How To Use Classified Ads To Build Your Business

Classified ads are a significant source of customers for many small businesses. Whether you seek local customers who read weekly shoppers or want to woo customers online with ads in search engines or social media, a good headline and a couple of lines of text can get customers to do business with you. Find out when and how to use them online and offline in your business.

Classified ads are a major source of customers for small businesses, even in today’s digital world. If you need to find someone to repair your computer, write a resume, fix your dishwasher, or take takedown a huge tree that looks like it’s splitting, what do you do?

Chances are you’ll look at classified ads in one form or another to find a service provider to get the work done. You may look at the ads in your weekly shopper-type publication or weekly town newspaper. And, you’ll probably search online. (The short, listings you see to the right of search results and often on the top and/or the bottom of results are pay-per-click [PPC] ads, which are really just another form of classified ad.).

No matter what media classified ads are viewed through, these small text ads are a significant source of customers for many home-based and small businesses. An inexpensive three-line ad placed in print, in an online yellow pages ad, or through search engines can deliver customers who need your product or service now. More importantly, if the ad is run regularly, it builds future business by making your name familiar and establishing your credibility.

Although classified ads are brief, getting good results from them takes some thought. A well-written ad placed in the wrong publication or displayed online to the entire country won’t bring in much business. A poor headline or a poorly written ad, no matter how carefully placed, is a waste of money.

To get the most mileage out of your classified advertising dollars, keep these suggestions in mind when you write and place Classified ads your ad.

Understand your customer
Many products and services can be sold to different types of customers. But each type may have different needs. Your ad should stress your ability to meet those specific needs. For instance, a job seeker may need your help not only writing their resume but also distributing it to online sites where it will get found. The owner of a small business may not know they want a “virtual assistant.” They may only know they need a freelancer to do their bookkeeping and/or help them build a social presence online. To work, your classified ads need to speak directly to what the customer is looking for.

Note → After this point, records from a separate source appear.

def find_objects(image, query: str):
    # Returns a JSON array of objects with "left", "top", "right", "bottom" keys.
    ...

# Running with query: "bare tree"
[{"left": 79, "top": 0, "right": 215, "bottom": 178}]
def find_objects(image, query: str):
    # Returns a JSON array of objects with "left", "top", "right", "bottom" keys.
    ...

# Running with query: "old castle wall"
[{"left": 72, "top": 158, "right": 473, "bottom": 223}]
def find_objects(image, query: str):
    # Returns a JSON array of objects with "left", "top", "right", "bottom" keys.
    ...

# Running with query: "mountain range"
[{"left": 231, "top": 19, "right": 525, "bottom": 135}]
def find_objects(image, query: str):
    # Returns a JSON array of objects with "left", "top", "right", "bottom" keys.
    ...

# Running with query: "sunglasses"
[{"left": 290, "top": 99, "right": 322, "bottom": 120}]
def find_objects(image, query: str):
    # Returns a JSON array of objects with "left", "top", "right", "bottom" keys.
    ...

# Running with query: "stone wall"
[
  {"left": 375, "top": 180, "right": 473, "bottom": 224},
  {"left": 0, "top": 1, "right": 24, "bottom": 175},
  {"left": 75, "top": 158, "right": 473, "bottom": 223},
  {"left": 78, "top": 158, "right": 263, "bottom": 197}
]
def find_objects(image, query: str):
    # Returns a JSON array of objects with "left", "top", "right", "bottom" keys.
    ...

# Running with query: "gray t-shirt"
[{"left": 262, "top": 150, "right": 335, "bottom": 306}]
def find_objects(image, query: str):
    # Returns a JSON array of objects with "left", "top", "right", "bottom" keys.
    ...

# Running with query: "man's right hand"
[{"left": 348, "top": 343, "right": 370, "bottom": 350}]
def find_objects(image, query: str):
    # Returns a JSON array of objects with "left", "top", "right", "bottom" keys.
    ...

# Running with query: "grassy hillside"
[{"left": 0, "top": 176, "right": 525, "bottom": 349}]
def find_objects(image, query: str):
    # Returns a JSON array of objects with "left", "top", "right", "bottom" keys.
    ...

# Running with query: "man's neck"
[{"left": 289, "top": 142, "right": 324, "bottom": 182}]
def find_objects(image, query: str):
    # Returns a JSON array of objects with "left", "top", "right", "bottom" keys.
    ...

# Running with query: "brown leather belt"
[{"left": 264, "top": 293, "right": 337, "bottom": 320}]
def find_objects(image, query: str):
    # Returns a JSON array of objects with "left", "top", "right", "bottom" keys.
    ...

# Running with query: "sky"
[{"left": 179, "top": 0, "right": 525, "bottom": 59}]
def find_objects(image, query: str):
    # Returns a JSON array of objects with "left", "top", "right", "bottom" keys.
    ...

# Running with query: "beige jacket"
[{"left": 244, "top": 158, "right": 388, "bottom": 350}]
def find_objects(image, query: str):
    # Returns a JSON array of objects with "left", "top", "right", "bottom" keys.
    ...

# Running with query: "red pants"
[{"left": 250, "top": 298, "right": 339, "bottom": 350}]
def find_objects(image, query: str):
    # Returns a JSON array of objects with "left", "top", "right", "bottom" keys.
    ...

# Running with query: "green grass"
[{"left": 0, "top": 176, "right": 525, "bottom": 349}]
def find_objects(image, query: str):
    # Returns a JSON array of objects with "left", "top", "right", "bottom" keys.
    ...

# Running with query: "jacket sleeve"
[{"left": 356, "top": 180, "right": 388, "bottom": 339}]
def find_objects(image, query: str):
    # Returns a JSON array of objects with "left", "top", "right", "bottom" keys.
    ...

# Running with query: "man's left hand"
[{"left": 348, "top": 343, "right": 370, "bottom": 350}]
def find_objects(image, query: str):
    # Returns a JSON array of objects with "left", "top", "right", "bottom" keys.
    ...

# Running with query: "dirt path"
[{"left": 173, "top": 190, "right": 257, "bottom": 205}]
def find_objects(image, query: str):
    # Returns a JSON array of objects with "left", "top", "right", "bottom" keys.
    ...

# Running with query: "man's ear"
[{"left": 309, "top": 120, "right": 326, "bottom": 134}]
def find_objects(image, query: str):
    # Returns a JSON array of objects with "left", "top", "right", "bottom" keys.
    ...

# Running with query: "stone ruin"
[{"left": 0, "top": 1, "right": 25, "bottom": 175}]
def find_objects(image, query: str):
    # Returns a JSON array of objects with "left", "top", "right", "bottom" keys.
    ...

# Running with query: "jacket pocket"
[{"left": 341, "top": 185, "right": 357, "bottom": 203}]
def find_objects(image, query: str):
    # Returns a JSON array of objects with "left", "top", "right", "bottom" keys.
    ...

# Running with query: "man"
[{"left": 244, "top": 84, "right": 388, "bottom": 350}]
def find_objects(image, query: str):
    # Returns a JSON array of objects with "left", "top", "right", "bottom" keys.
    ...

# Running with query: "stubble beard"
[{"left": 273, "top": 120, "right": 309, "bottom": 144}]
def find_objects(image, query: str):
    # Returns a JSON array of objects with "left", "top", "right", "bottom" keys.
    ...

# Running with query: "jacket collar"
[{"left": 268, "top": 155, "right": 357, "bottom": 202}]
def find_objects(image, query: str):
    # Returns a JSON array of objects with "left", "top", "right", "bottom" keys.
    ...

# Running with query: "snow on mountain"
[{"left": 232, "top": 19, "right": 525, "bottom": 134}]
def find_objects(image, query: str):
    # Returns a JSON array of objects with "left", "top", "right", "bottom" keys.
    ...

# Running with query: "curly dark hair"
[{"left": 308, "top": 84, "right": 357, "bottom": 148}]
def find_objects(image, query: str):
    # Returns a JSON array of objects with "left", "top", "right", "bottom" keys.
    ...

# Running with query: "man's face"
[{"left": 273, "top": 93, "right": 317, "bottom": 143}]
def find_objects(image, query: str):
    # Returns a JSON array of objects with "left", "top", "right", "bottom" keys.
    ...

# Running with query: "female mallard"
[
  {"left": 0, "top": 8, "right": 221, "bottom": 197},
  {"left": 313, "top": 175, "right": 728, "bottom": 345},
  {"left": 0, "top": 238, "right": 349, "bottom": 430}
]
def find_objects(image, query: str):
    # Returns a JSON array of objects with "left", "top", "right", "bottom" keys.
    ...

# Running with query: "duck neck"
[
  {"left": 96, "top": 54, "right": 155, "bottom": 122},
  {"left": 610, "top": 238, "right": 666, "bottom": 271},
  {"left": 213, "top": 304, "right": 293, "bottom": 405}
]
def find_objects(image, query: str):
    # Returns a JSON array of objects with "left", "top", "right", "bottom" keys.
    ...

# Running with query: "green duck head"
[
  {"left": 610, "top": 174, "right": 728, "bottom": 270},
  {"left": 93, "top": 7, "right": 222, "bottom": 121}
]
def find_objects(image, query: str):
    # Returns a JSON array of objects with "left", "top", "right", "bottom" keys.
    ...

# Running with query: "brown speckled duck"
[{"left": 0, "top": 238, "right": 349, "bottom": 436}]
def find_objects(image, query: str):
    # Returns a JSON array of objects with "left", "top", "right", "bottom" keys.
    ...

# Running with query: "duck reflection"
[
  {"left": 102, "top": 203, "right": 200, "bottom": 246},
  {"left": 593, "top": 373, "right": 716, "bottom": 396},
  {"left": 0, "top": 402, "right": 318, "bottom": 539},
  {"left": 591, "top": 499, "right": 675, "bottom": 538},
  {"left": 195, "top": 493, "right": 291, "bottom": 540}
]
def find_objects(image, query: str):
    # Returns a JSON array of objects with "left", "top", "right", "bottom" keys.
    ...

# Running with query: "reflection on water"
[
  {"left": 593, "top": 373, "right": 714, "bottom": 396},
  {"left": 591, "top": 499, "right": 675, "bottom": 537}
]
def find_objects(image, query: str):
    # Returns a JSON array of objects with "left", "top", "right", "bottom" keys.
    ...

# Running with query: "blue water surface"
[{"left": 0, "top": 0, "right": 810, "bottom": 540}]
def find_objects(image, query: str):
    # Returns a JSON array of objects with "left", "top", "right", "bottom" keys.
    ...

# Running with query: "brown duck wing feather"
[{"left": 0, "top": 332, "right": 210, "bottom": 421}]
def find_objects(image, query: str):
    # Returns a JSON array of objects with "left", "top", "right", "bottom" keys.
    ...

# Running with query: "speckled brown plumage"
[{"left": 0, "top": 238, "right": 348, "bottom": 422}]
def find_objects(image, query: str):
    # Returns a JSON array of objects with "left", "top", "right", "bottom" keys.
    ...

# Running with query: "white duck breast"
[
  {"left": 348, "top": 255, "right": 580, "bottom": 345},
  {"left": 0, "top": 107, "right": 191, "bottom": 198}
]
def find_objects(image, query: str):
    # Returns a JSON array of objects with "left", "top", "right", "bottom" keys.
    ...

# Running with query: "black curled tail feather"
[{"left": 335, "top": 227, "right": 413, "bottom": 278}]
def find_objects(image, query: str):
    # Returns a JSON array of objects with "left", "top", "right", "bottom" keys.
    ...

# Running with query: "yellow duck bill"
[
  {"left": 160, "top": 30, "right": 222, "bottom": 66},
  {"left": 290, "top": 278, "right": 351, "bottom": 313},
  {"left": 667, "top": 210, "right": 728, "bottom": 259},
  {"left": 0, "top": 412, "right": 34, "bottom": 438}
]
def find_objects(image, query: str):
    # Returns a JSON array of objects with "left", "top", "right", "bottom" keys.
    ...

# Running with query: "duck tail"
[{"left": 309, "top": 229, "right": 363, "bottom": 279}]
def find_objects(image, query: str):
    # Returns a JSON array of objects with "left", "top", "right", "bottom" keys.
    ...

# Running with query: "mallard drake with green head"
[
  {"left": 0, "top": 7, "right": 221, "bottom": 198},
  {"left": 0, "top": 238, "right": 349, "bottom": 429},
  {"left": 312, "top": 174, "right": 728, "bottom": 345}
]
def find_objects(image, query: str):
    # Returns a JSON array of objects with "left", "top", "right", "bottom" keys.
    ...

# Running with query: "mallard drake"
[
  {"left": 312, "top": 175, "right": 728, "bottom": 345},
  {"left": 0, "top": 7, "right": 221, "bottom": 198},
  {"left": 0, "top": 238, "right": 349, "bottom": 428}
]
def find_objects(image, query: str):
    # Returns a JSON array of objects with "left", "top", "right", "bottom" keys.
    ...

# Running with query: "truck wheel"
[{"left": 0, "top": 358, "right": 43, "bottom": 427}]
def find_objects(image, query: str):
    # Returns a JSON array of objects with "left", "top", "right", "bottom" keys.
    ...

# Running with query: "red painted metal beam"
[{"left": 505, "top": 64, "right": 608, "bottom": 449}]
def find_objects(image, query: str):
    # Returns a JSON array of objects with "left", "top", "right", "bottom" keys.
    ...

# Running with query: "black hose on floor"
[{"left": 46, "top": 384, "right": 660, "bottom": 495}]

Choose the right media outreach
An ad for pool maintenance services is likely to attract more responses in publications that circulate in upper-class communities than in a weekly shopper that gets distributed in a blue-collar neighborhood. Similarly, you’ll waste a lot of money on your ad for your landscaping service if you advertise on search engines and don’t geo-target the ad (I.e., have the search engines only show your ad to people from the geographic area you’re able to serve.)

Be aware that individuals often read the classified sections of several different publications, but read each with a different mindset. A business executive might look in the local newspaper for someone to paint her house but turn to a regional business publication to find a contractor to perform similar services for her business property.

Do some homework
Study ads that appear consistently week after week. Determine what makes such ads catch your attention. Do they mention a benefit? Are they set off in some way from other classified ads on the page? Are they easy to spot because they fall immediately under a category heading in the classified section or near the top of the ads on an online search?